The legislation would not only help save the life of someone experiencing an overdose, but also give support to the estimated 94,000 New Jerseyans in need of substance abuse treatment, sponsors said.
State Sen. Joseph Lagana (D-38), who sponsored several bills, said, “It is evident that when we increase the availability of opioid antidotes, we can equip ourselves with the resources needed to greatly diminish the amount of deaths we have each year.
‘Crucial, Life-Saving’ Measures
Calling the slate of bills “crucial and life-saving,” State Sen. Joseph Vitale (D-19) noted that drug overdose is the leading cause of accidental death in the U.S., with opioids causing 70% of all overdose fatalities.
Assemblywoman Valerie Vainieri Huttle (D-37), who backed S-3491 and S-3803, stressed the need to “take a holistic approach to combating overdoses by also treating opioid use disorder itself with medicines such as buprenorphine.”
And State Sen. Holly Schepisi (R-39) said her bill, S-3803, will “provide our first responders with the necessary tools to combat this insidious epidemic, prevent future opioid-related deaths and get more people on the road to recovery.”
Helping Children Amid The Epidemic
Assemblyman Christopher Tully (D-38), a sponsor of S3814, said it was important for legislation to include a pathway to ensure the safety of children whose parents are struggling with drugs.
“This legislation provides solutions to one of the key factors contributing to substance use disorder by ensuring more children end up with family or friends who know them and can care for them when their parents cannot,” he said.
Assemblywoman Shanique Speight (D-29), who supported A5597, added it was crucial to connect with students across the state to better identify health-related challenges they may be facing.
“Understanding how many students are actively using harmful substances will make it easier for us to reach out and provide support to the children in our communities who need our help,” she said.
In 2020, 3,046 people in New Jersey died from suspected drug overdoses, up from 3,021 the prior year, according to newly-released data from the governor’s office.

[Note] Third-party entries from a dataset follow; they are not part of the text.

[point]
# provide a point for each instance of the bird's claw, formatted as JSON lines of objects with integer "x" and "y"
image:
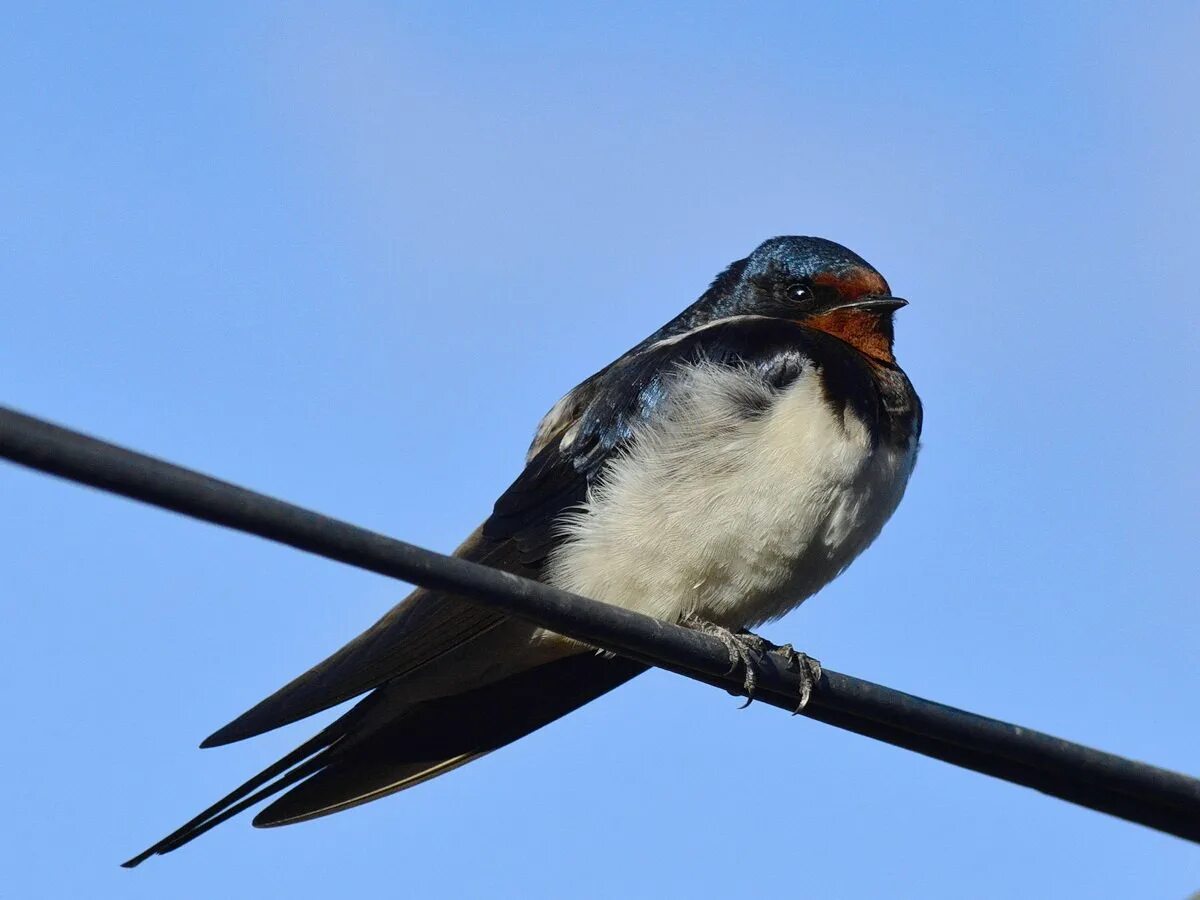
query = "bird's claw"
{"x": 741, "y": 646}
{"x": 803, "y": 665}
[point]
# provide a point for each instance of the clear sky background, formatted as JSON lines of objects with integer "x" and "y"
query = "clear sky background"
{"x": 349, "y": 253}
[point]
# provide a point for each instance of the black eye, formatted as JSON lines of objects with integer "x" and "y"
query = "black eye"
{"x": 799, "y": 293}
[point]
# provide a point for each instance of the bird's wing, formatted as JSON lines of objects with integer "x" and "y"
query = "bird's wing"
{"x": 636, "y": 388}
{"x": 597, "y": 421}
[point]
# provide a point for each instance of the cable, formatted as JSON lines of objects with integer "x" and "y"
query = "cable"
{"x": 1153, "y": 797}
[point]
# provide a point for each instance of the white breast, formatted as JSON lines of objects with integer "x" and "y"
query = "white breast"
{"x": 732, "y": 519}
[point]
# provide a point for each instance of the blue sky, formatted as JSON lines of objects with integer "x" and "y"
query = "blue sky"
{"x": 349, "y": 255}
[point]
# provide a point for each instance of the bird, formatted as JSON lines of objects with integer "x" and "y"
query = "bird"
{"x": 715, "y": 475}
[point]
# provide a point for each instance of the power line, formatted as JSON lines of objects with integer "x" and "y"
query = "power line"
{"x": 1153, "y": 797}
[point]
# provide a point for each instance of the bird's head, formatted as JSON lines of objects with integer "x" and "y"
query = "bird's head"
{"x": 813, "y": 281}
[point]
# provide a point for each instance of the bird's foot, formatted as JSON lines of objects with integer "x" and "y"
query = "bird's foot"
{"x": 742, "y": 646}
{"x": 805, "y": 667}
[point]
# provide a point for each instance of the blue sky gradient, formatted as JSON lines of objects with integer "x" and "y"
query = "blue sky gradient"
{"x": 349, "y": 255}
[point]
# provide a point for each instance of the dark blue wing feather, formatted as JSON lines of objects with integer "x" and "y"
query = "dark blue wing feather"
{"x": 630, "y": 393}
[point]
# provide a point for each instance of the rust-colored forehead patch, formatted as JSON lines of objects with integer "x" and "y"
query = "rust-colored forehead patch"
{"x": 853, "y": 282}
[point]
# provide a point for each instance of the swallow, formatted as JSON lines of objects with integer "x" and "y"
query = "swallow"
{"x": 720, "y": 472}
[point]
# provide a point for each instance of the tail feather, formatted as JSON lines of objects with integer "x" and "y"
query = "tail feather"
{"x": 441, "y": 736}
{"x": 379, "y": 747}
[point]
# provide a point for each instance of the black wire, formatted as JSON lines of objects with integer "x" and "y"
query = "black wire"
{"x": 1150, "y": 796}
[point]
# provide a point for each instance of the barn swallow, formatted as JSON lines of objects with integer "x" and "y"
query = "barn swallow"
{"x": 723, "y": 471}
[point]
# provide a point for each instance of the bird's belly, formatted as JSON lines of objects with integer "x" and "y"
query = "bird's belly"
{"x": 732, "y": 516}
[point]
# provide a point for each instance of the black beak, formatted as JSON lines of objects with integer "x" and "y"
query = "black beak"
{"x": 875, "y": 303}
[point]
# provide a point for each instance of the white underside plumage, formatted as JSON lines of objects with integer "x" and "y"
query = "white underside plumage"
{"x": 729, "y": 517}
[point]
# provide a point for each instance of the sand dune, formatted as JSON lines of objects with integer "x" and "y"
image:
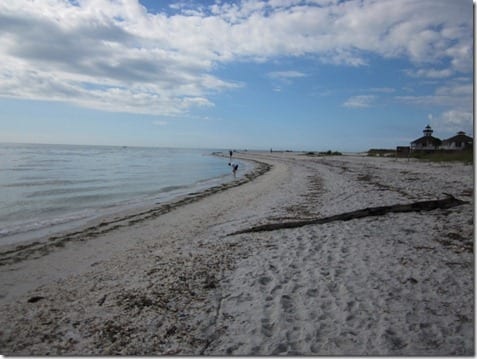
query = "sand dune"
{"x": 179, "y": 283}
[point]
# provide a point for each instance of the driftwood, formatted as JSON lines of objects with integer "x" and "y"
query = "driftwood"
{"x": 448, "y": 202}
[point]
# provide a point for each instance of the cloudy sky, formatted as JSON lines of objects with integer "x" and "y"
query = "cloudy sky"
{"x": 282, "y": 74}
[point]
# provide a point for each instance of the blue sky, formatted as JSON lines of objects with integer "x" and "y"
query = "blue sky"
{"x": 283, "y": 74}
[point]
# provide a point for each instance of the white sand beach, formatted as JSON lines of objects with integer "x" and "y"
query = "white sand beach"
{"x": 174, "y": 281}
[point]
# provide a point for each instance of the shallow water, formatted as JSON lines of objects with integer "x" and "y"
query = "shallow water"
{"x": 45, "y": 187}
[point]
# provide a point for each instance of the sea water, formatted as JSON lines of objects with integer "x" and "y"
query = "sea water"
{"x": 47, "y": 188}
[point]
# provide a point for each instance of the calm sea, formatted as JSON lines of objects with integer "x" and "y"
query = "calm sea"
{"x": 48, "y": 188}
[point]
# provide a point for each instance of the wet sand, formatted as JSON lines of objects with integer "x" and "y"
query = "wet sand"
{"x": 176, "y": 282}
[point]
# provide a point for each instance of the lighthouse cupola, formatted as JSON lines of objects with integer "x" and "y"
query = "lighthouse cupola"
{"x": 428, "y": 131}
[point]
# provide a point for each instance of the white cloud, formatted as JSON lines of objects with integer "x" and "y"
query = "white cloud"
{"x": 430, "y": 73}
{"x": 453, "y": 121}
{"x": 454, "y": 95}
{"x": 361, "y": 101}
{"x": 284, "y": 75}
{"x": 116, "y": 56}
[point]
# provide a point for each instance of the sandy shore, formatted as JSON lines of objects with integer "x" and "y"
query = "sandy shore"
{"x": 175, "y": 282}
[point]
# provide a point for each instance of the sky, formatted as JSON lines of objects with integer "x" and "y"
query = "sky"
{"x": 282, "y": 74}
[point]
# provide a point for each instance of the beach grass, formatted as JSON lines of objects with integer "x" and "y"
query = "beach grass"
{"x": 466, "y": 156}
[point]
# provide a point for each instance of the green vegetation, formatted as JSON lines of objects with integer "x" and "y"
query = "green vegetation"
{"x": 466, "y": 156}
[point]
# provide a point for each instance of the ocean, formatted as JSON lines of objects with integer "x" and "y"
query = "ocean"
{"x": 45, "y": 189}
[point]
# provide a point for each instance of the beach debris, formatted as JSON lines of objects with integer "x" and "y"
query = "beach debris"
{"x": 35, "y": 299}
{"x": 448, "y": 202}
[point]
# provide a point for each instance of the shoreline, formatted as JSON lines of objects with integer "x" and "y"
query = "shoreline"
{"x": 179, "y": 283}
{"x": 14, "y": 252}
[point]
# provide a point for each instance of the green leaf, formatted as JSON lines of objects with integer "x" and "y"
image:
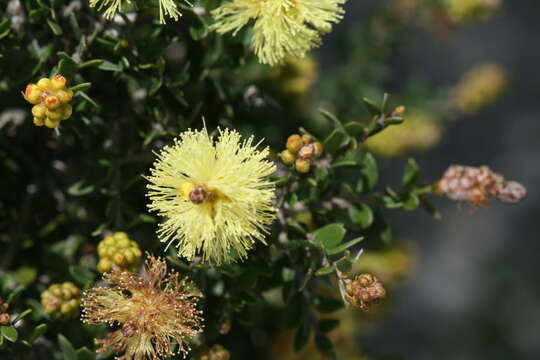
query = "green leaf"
{"x": 327, "y": 325}
{"x": 109, "y": 66}
{"x": 330, "y": 235}
{"x": 57, "y": 30}
{"x": 361, "y": 215}
{"x": 9, "y": 332}
{"x": 410, "y": 176}
{"x": 81, "y": 274}
{"x": 37, "y": 332}
{"x": 324, "y": 344}
{"x": 21, "y": 316}
{"x": 371, "y": 107}
{"x": 343, "y": 247}
{"x": 78, "y": 189}
{"x": 344, "y": 264}
{"x": 368, "y": 175}
{"x": 354, "y": 128}
{"x": 302, "y": 336}
{"x": 85, "y": 354}
{"x": 334, "y": 141}
{"x": 411, "y": 201}
{"x": 68, "y": 351}
{"x": 325, "y": 270}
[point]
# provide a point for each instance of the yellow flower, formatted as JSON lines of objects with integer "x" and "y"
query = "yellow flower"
{"x": 166, "y": 8}
{"x": 154, "y": 312}
{"x": 281, "y": 27}
{"x": 214, "y": 195}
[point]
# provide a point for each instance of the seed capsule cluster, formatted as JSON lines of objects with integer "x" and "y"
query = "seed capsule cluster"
{"x": 301, "y": 151}
{"x": 4, "y": 316}
{"x": 61, "y": 301}
{"x": 51, "y": 99}
{"x": 118, "y": 251}
{"x": 365, "y": 291}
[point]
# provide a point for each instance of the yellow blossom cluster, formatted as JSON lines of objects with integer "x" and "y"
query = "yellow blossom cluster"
{"x": 51, "y": 99}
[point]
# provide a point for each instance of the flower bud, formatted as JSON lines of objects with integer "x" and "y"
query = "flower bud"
{"x": 400, "y": 110}
{"x": 39, "y": 111}
{"x": 302, "y": 166}
{"x": 287, "y": 157}
{"x": 365, "y": 291}
{"x": 294, "y": 143}
{"x": 4, "y": 319}
{"x": 318, "y": 147}
{"x": 306, "y": 152}
{"x": 54, "y": 115}
{"x": 52, "y": 102}
{"x": 512, "y": 192}
{"x": 58, "y": 82}
{"x": 51, "y": 123}
{"x": 32, "y": 94}
{"x": 64, "y": 96}
{"x": 44, "y": 84}
{"x": 307, "y": 139}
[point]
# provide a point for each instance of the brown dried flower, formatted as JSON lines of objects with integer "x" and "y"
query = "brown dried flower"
{"x": 154, "y": 311}
{"x": 365, "y": 291}
{"x": 477, "y": 185}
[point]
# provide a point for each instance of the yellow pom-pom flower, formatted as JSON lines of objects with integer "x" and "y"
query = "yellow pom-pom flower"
{"x": 153, "y": 313}
{"x": 281, "y": 27}
{"x": 215, "y": 195}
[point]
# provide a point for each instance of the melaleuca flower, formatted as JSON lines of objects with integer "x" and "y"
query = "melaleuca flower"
{"x": 153, "y": 311}
{"x": 281, "y": 27}
{"x": 214, "y": 195}
{"x": 477, "y": 185}
{"x": 166, "y": 8}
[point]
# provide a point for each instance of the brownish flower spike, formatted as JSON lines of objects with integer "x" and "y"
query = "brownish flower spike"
{"x": 154, "y": 311}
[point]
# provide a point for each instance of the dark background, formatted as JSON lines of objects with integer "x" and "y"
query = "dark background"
{"x": 475, "y": 293}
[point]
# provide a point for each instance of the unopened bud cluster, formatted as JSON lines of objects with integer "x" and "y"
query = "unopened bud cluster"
{"x": 479, "y": 87}
{"x": 51, "y": 99}
{"x": 4, "y": 316}
{"x": 118, "y": 251}
{"x": 216, "y": 352}
{"x": 477, "y": 185}
{"x": 301, "y": 151}
{"x": 365, "y": 291}
{"x": 460, "y": 11}
{"x": 61, "y": 301}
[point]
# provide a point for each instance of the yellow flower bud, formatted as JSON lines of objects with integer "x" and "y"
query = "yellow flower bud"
{"x": 294, "y": 143}
{"x": 307, "y": 139}
{"x": 52, "y": 102}
{"x": 44, "y": 84}
{"x": 302, "y": 166}
{"x": 287, "y": 157}
{"x": 58, "y": 82}
{"x": 104, "y": 265}
{"x": 63, "y": 96}
{"x": 318, "y": 148}
{"x": 39, "y": 111}
{"x": 32, "y": 94}
{"x": 54, "y": 115}
{"x": 51, "y": 123}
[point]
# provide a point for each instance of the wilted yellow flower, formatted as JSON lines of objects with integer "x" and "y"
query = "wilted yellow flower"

The Fight Is ‘Far From Over’
The report noted that the Garden State “was able to mitigate a drastic annual increase in drug-related deaths due to measures already in effect, such as increased access to treatment, enhanced recovery supports and stepped-up law enforcement efforts to curb the supply of illicit drugs.
New Jersey Attorney General Gurbir S. Grewal said, “The fact that New Jersey avoided a dramatic increase in overdose deaths during the height of the COVID-19 pandemic is a testament to the powerful network we have built to combat the opioid epidemic.”
“We know our fight to end addiction is far from over, but we’re confident that continuing to pursue our proven strategies in education, treatment and enforcement will help us support the residents of this state and reduce substance abuse,” he said.